A conversational and often humorous journey that reminds, strengthens, or for some, introduces to readers for the first time what it means to think clearly, rationally, effectively (in other words) critically, about business – and also about life.

Through a clear presentation of ideas and plenty of honest anecdotes, the book walks the reader from the basics of clear thinking to a discussion of business fundamentals, the reason they exist, and why it’s important to know them – of course, that is only if you are hoping to succeed at what you do. Then, with the simpler concepts understood, more complex ideas are discussed to show how coherent and consistent thinking can lead to well-reasoned and effective actions (yes, it really is possible). Readers then test their new skills by learning to write (painful but necessary) before tackling what it truly means to think through a full strategy. Finally, all these ideas are placed smack dab in the market – that is, into the mercurial world of business: the most complex game ever devised on this planet.

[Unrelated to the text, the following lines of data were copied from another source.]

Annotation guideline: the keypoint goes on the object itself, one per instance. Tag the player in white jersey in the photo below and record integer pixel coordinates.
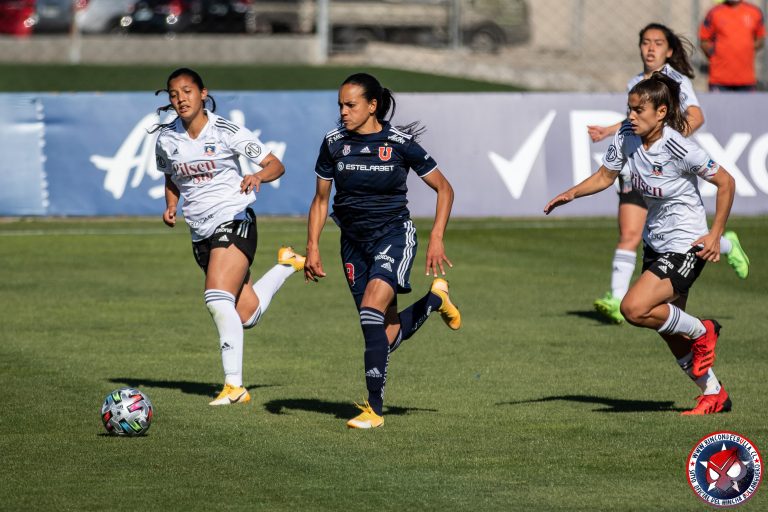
(660, 50)
(664, 167)
(199, 153)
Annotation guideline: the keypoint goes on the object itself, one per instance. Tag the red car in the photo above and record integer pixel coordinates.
(17, 17)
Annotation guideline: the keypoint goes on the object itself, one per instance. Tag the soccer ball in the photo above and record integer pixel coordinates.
(126, 412)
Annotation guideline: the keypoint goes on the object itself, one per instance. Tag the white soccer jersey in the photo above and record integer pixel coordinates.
(666, 174)
(687, 95)
(207, 172)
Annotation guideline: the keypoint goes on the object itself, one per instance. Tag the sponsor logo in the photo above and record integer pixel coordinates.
(364, 167)
(349, 270)
(642, 186)
(724, 469)
(374, 373)
(384, 256)
(252, 150)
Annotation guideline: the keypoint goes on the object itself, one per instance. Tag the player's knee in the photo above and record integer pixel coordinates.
(634, 312)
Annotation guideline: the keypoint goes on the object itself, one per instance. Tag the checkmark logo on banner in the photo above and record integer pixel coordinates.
(515, 171)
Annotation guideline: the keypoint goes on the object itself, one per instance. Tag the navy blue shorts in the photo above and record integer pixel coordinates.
(682, 269)
(389, 258)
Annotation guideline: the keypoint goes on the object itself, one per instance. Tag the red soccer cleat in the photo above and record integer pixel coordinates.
(711, 404)
(703, 348)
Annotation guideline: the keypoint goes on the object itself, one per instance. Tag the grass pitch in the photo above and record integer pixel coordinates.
(535, 404)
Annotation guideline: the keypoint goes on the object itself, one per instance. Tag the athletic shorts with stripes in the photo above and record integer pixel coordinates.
(681, 268)
(241, 231)
(389, 258)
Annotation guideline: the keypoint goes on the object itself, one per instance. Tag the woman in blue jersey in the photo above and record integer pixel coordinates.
(664, 166)
(199, 153)
(660, 50)
(368, 159)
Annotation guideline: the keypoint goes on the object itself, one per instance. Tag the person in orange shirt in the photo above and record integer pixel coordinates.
(730, 35)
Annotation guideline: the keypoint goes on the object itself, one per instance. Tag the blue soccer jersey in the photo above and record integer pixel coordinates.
(370, 173)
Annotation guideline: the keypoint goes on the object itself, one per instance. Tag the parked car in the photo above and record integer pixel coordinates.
(17, 17)
(52, 16)
(102, 16)
(162, 16)
(485, 26)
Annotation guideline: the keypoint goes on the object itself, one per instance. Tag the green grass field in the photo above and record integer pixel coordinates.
(535, 404)
(65, 78)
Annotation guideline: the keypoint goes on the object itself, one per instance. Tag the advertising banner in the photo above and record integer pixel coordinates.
(506, 154)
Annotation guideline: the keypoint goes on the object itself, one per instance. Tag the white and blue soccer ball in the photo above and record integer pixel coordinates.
(127, 412)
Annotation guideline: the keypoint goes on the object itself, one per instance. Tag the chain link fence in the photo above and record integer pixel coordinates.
(559, 45)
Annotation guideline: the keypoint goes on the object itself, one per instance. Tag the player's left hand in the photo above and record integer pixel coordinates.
(710, 247)
(250, 182)
(436, 257)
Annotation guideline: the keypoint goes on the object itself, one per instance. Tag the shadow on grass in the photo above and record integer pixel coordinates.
(185, 386)
(340, 410)
(591, 315)
(609, 404)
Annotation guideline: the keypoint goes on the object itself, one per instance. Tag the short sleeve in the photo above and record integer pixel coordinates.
(161, 158)
(324, 166)
(614, 158)
(244, 142)
(697, 161)
(419, 160)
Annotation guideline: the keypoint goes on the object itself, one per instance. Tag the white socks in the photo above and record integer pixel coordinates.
(708, 383)
(623, 268)
(680, 322)
(221, 304)
(725, 245)
(266, 288)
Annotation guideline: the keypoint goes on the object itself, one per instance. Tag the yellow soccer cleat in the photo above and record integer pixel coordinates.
(286, 256)
(448, 311)
(366, 419)
(231, 395)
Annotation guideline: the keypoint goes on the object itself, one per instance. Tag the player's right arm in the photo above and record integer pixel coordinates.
(598, 133)
(171, 190)
(318, 213)
(171, 201)
(598, 182)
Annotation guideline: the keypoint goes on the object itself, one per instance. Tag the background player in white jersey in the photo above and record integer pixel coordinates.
(664, 166)
(199, 154)
(369, 160)
(660, 50)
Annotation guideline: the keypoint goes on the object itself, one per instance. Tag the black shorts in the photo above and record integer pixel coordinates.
(241, 232)
(681, 268)
(632, 197)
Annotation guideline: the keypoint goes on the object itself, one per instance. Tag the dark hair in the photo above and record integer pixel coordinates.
(385, 101)
(681, 48)
(195, 76)
(660, 90)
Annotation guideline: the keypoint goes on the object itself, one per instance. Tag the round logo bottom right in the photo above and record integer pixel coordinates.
(724, 469)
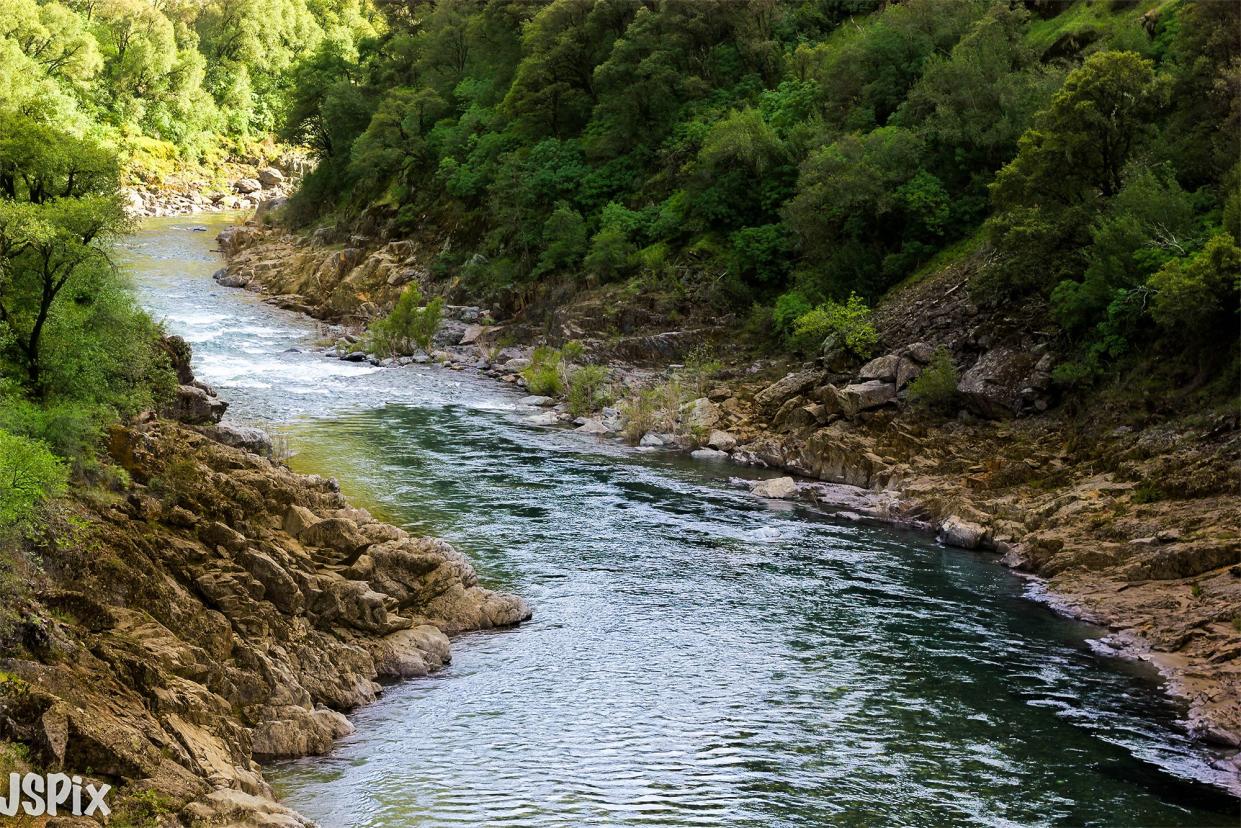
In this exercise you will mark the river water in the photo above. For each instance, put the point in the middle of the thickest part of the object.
(698, 657)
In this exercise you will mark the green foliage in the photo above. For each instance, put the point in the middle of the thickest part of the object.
(75, 350)
(564, 240)
(29, 476)
(408, 324)
(586, 389)
(833, 324)
(542, 375)
(737, 155)
(789, 307)
(183, 73)
(936, 387)
(1196, 298)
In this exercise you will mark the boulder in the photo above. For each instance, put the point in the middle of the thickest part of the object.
(334, 533)
(196, 406)
(700, 415)
(232, 278)
(268, 206)
(781, 488)
(298, 519)
(255, 441)
(907, 371)
(993, 387)
(881, 368)
(545, 418)
(921, 353)
(133, 202)
(784, 387)
(269, 176)
(958, 531)
(592, 427)
(864, 396)
(408, 653)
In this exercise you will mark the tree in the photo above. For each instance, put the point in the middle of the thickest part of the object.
(1079, 145)
(1196, 298)
(29, 474)
(58, 215)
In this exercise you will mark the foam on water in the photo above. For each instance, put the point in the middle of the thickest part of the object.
(698, 657)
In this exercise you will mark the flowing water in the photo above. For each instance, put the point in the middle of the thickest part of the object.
(696, 656)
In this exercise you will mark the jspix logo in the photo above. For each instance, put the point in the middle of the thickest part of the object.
(42, 795)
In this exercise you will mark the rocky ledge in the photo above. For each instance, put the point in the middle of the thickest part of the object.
(1133, 526)
(216, 611)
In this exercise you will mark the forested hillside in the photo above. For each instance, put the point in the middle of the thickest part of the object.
(170, 80)
(94, 96)
(770, 160)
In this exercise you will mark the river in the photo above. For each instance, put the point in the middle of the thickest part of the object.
(696, 656)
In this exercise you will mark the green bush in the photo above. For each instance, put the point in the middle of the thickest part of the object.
(542, 375)
(586, 389)
(789, 307)
(29, 474)
(837, 325)
(936, 387)
(408, 324)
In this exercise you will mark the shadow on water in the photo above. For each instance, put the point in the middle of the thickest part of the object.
(696, 657)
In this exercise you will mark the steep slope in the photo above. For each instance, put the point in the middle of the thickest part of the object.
(216, 611)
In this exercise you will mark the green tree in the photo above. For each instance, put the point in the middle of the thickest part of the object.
(29, 474)
(1080, 144)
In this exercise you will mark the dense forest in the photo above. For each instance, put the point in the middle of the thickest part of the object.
(781, 164)
(776, 159)
(96, 94)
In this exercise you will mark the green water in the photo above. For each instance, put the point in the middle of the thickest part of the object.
(696, 657)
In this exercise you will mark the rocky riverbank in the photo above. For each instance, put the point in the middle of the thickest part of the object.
(210, 610)
(238, 184)
(1133, 526)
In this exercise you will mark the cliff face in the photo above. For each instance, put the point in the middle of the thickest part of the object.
(219, 611)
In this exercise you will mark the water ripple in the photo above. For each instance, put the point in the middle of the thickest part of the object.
(698, 657)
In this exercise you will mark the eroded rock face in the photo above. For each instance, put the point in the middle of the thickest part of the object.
(994, 385)
(958, 531)
(195, 405)
(228, 611)
(787, 386)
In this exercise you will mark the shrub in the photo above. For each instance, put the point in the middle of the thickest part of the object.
(700, 366)
(936, 387)
(29, 474)
(586, 389)
(789, 307)
(410, 323)
(542, 375)
(833, 324)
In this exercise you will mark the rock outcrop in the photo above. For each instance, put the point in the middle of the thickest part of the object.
(216, 611)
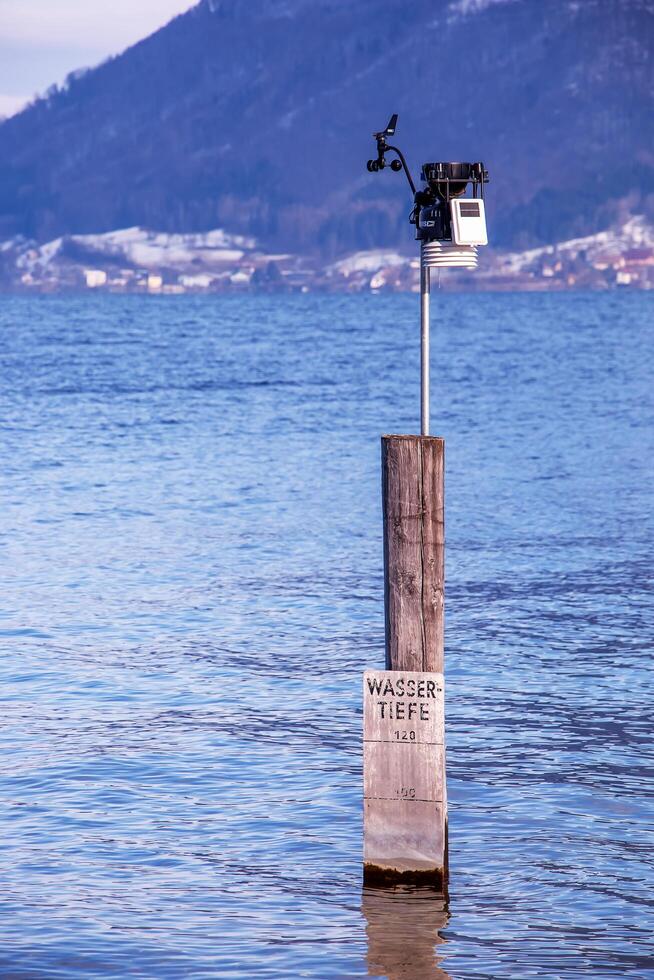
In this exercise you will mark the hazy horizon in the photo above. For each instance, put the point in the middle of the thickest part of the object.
(40, 43)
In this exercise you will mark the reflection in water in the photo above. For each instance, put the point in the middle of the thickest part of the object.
(403, 931)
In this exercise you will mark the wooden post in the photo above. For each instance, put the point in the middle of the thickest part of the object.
(414, 551)
(405, 798)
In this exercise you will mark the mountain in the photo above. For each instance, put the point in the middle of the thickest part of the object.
(256, 116)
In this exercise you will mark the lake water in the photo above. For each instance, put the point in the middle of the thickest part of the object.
(192, 587)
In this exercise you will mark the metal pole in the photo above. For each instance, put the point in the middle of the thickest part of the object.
(424, 348)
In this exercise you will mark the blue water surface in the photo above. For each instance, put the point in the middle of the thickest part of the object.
(192, 586)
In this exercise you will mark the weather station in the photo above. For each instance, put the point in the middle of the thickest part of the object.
(405, 794)
(449, 226)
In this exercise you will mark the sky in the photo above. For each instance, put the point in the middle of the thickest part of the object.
(42, 40)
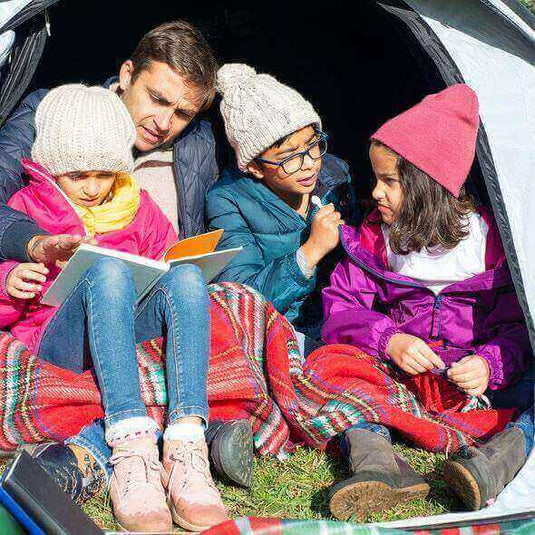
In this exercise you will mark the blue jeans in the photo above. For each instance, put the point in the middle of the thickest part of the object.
(101, 321)
(525, 423)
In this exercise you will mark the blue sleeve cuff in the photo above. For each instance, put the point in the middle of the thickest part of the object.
(16, 238)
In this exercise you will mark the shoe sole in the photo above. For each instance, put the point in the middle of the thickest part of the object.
(238, 470)
(124, 530)
(364, 497)
(463, 484)
(184, 523)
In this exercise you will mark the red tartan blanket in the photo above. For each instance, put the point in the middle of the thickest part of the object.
(255, 372)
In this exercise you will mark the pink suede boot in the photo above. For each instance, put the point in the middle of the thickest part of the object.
(136, 489)
(193, 498)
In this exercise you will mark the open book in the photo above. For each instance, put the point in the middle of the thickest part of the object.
(198, 250)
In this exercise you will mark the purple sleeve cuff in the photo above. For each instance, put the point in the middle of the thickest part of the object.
(496, 378)
(384, 340)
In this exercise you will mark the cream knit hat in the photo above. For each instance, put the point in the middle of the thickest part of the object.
(258, 110)
(80, 128)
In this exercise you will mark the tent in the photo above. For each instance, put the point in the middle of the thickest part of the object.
(361, 64)
(23, 31)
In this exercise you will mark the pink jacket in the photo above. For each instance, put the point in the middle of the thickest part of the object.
(366, 304)
(149, 235)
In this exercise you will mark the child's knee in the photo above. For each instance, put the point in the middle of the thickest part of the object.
(187, 279)
(111, 273)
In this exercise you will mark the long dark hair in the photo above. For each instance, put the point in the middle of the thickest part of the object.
(429, 214)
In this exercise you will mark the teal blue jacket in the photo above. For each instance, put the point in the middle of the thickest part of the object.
(270, 233)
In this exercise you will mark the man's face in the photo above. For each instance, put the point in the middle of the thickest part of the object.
(160, 101)
(302, 181)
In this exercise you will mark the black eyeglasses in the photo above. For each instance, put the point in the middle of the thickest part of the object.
(293, 163)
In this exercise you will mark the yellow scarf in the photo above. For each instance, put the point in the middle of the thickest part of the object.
(115, 214)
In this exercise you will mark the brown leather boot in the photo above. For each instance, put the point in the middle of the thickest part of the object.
(380, 480)
(480, 474)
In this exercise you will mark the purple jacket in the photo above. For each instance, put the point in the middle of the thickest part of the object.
(366, 304)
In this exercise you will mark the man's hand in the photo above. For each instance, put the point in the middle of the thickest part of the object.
(52, 249)
(21, 281)
(412, 354)
(471, 374)
(324, 235)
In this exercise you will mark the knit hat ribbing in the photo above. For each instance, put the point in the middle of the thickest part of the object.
(438, 135)
(80, 128)
(258, 110)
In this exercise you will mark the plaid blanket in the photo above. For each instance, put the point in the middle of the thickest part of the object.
(276, 526)
(256, 372)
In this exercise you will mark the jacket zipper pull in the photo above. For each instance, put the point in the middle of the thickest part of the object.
(435, 328)
(47, 23)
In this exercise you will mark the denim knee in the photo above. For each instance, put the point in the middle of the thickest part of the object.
(112, 277)
(185, 281)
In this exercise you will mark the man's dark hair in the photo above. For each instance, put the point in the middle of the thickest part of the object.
(429, 214)
(184, 49)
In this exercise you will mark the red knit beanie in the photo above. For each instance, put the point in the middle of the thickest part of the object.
(438, 135)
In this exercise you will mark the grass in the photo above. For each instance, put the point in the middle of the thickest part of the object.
(297, 488)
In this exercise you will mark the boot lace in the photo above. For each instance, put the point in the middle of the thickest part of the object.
(191, 457)
(152, 469)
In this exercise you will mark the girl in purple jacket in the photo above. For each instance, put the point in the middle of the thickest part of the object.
(425, 284)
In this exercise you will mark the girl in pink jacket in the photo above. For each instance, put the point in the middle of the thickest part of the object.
(80, 185)
(426, 286)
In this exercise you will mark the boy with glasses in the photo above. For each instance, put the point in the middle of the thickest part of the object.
(286, 198)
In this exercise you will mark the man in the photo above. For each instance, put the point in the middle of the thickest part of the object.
(168, 81)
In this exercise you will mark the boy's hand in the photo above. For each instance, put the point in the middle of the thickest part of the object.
(471, 374)
(21, 281)
(324, 236)
(52, 249)
(412, 354)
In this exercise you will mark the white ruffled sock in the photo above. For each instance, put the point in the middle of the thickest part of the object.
(184, 431)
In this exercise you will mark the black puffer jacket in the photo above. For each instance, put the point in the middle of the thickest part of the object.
(195, 172)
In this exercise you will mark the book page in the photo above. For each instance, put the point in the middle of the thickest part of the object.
(194, 246)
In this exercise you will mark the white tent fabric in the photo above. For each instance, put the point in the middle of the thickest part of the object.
(497, 57)
(6, 43)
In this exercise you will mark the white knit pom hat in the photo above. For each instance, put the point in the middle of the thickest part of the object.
(80, 128)
(258, 110)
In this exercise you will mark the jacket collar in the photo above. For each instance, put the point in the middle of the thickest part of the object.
(366, 247)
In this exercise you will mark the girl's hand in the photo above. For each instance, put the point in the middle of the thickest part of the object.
(471, 374)
(412, 354)
(324, 235)
(91, 241)
(20, 283)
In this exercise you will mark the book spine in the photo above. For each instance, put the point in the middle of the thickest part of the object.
(33, 509)
(20, 514)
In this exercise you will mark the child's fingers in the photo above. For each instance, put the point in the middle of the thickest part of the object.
(21, 295)
(420, 364)
(423, 360)
(26, 286)
(409, 369)
(432, 357)
(30, 275)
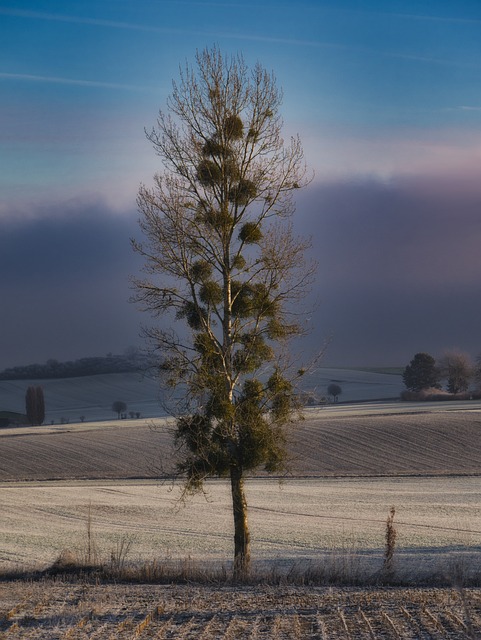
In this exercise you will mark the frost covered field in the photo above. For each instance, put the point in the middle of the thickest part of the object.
(438, 521)
(65, 489)
(92, 396)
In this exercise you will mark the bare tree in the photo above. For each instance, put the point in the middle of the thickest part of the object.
(225, 270)
(456, 367)
(119, 407)
(35, 405)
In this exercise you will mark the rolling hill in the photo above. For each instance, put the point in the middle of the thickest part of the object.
(371, 440)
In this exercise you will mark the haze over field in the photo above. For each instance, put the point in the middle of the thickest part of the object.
(385, 97)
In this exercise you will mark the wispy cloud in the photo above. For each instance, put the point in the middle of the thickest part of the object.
(71, 81)
(55, 17)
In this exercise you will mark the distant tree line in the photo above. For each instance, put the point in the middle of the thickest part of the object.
(77, 368)
(35, 405)
(424, 377)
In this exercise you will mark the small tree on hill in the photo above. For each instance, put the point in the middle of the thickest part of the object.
(35, 405)
(421, 373)
(334, 390)
(457, 368)
(119, 407)
(224, 267)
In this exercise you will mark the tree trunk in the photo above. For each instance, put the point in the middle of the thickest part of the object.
(242, 547)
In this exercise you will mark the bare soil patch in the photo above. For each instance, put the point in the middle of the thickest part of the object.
(61, 610)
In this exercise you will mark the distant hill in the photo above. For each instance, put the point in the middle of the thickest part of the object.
(53, 369)
(91, 396)
(328, 443)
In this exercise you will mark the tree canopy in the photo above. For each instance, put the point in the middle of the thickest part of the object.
(421, 373)
(225, 272)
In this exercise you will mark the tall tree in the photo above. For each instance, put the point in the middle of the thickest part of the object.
(224, 267)
(421, 373)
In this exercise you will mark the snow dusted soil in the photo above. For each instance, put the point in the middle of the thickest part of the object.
(102, 612)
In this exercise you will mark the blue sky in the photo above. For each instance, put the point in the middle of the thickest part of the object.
(385, 95)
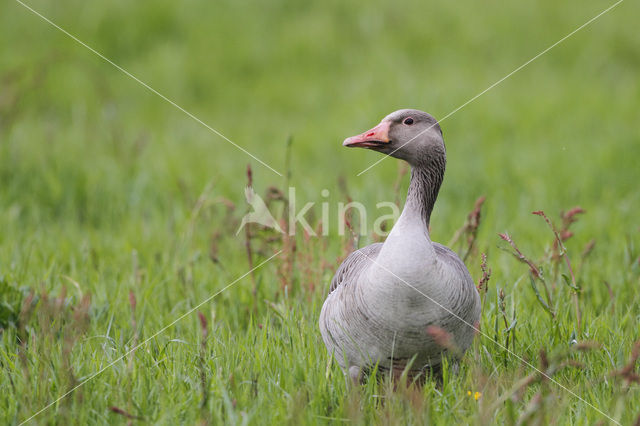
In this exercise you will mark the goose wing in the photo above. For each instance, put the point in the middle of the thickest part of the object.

[I’ve been frequently asked what led to this book.  After 30 years in the making, the answer seems simple:  My focus on the topic of critical thinking in business, about which I’ve taught, lectured, and written extensively, was the unexpected but – in hindsight – natural result from my many years of studying philosophy, reporting and writing on business, and working in various senior positions at a couple huge banks.  Whether applying the lessons of John Kenneth Galbraith’s book Money: Whence It Came, Where It Went and Plato’s Republic to the college course I took in Macroeconomics, or struggling to think of the most important couple questions to ask a bank chairman and how to sum up the fiscal crisis in just a few sentences, or working to design, market and sell products when expanding an international business – each of these called for the most rigorous critical thinking.  I’ve not always succeeded as well as I wished.  But it became clear over time that each of them shared parallels and similarities that could be developed, practiced and effectively taught.  They were skills needed for any business, whether as owner or employee, and in most ways they were not substantially different than any approach we need take to create a good life.  The task, then, was to structure a means for taking others on this journey, not merely through static definitions and theory, but through examples and anecdotes to which they can relate so as to open their thinking and help them develop this skill.]